Key Point Agnostic Frequency-Selective Mesh-to-Grid Image Resampling using Spectral Weighting
Viktoria Heimann, Nils Genser, Andr\'e Kaup

TL;DR
This paper introduces a key point agnostic frequency-selective mesh-to-grid image resampling method that reduces computational complexity and improves quality by using spectral weighting, suitable for various image processing applications.
Contribution
It proposes a novel resampling technique that eliminates the need for pre-estimated key points, significantly reducing runtime and enhancing resampling quality.
Findings
Up to 1.2 dB PSNR improvement over original methods.

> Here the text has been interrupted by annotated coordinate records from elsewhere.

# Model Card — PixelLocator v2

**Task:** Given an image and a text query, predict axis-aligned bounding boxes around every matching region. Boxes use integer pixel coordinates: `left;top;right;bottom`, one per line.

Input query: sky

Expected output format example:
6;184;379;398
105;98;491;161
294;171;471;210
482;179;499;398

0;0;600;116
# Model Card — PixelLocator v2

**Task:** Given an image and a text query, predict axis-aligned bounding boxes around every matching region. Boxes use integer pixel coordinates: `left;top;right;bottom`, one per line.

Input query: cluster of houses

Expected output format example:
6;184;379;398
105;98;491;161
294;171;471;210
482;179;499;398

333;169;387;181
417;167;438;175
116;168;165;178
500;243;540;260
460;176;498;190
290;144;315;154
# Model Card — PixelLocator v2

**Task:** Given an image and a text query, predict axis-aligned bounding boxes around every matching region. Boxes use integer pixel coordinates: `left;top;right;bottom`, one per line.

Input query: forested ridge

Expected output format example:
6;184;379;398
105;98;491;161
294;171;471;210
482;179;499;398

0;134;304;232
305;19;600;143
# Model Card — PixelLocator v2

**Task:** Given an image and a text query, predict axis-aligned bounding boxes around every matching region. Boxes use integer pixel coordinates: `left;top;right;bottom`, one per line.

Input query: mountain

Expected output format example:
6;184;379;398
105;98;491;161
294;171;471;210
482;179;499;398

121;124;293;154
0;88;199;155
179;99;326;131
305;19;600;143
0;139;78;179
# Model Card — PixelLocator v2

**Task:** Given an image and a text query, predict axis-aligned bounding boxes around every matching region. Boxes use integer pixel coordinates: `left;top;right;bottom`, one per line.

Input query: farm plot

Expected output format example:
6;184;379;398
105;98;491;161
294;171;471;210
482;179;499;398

Approximately 14.5 times faster processing.
Effective suppression of ringing artifacts.
Abstract
Many applications in image processing require resampling of arbitrarily located samples onto regular grid positions. This is important in frame-rate up-conversion, super-resolution, and image warping among others. A state-of-the-art high quality model-based resampling technique is frequency-selective mesh-to-grid resampling which requires pre-estimation of key points. In this paper, we propose a new key point agnostic frequency-selective mesh-to-grid resampling that does not depend on pre-estimated key points. Hence, the number of data points that are included is reduced drastically and the run time decreases significantly. To compensate for the key points, a spectral weighting function is introduced that models the optical transfer function in order to favor low frequencies more than high ones. Thereby, resampling artefacts like ringing are supressed reliably and the resampling quality…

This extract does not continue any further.